Joshua, Mordecai Richler

Quelle ne fut pas ma surprise de découvrir à la bibliothèque municipale d’Arras un livre de Mordecai Richler, cet auteur québécois que j’avais déjà apprécié au travers de deux de ses romans : Le monde de Barney et Solomon Gursky was here. Ce roman porte aussi le nom d’un personnage : Johsua.

Joshua Shapiro est le personnage principal de ce roman. Il est issu de la communauté juive montréalaise. Au début du roman, il est mal en point et se rétablit dans sa maison au bord du lac Memphrémagog, protégé des importuns et des curieux par son père et son beau-père. Cette entrée en matière suscite suffisamment de questions qu’il est très facile pour le lecteur d’être absorbé par ce roman. D’autant que Mordecai Richler maintient le suspense sur ce qui est arrivé à son personnage principal jusque dans les dernières pages du roman. Il ajoute même en cours de route des zones d’ombre que je n’ai eu de cesse de vouloir éclairer. Avec tant d’interrogations, les 600 pages de Joshua ont été lues très vite !

Le récit n’est pas linéaire. Il est constitué de scènes au présent et de flash-backs sur différents moments de la vie de Joshua : son enfance avec un père ex-boxeur et collecteur de dettes pour la pègre italienne de Montréal, sa jeunesse en Europe comme journaliste en devenir, sa vie à Montréal comme écrivain et journaliste sportif, son mariage avec une jeune fille de bonne famille. Le parcours de Joshua Shapiro est atypique et c’est une véritable saga à lire. Bon, il ne se passe rien de vraiment spectaculaire mais Mordecai Richler possède un don : celui de rendre une histoire intéressante.

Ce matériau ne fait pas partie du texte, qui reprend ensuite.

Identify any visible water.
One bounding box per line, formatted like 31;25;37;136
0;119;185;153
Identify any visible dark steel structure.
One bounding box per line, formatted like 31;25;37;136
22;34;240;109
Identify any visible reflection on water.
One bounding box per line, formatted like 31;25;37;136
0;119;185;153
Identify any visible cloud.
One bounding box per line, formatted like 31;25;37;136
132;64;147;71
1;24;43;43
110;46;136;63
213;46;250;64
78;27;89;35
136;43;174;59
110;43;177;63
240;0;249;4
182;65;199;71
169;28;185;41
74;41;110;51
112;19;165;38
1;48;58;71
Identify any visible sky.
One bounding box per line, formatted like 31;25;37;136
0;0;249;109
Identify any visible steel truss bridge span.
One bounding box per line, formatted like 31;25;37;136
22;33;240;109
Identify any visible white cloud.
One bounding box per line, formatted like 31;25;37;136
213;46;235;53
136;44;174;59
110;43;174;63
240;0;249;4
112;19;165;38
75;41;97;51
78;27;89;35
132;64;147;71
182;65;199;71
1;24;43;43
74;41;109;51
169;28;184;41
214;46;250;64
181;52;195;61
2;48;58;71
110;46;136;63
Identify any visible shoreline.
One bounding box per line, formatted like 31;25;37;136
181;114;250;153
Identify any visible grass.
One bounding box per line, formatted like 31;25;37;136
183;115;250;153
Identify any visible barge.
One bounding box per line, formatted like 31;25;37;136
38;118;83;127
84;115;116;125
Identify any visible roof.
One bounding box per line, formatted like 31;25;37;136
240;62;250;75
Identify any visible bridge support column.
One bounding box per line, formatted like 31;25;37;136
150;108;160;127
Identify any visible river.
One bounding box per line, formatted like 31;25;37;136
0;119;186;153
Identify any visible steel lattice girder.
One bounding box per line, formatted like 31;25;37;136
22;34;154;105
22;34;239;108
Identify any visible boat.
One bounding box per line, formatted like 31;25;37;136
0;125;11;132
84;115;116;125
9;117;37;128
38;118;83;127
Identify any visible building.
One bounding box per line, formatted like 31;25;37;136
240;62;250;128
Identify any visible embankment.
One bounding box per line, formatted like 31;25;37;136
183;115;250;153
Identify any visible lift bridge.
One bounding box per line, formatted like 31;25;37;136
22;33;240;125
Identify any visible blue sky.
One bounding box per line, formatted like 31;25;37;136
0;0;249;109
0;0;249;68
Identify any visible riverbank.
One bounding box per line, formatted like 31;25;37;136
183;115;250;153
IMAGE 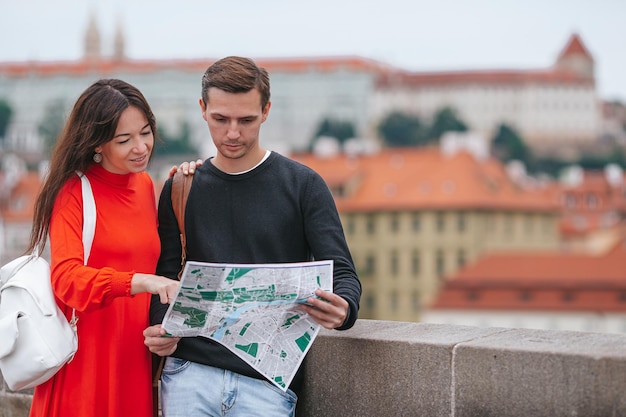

Lire Joshua, c’est aussi faire connaissance avec le Montréal d’avant et de pendant 1976, date de l’accession du PQ au pouvoir et date à laquelle de nombreux anglophones ont décidé d’émigrer vers Toronto, effrayés par la prise du pouvoir par les Canadiens Français. Avant 1976, c’est l’époque de la domination des anglophones sur la ville, de la domination de Westmount. Les Juifs sont considérés comme des moins que rien (et les Juifs de Montréal ne constituent pas une communauté homogène), tout comme les Canadiens français. McGill formait l’élite de la société et les gens biens allaient passer l’été dans leur résidence des Cantons de l’Est. Une bonne partie du roman se passe en Europe, notamment à Ibiza, bien avant que cela ne devienne une destination à la mode. C’est l’occasion de découvrir une petite ville de pêcheurs à une époque où les touristes commençaient à peine à arriver.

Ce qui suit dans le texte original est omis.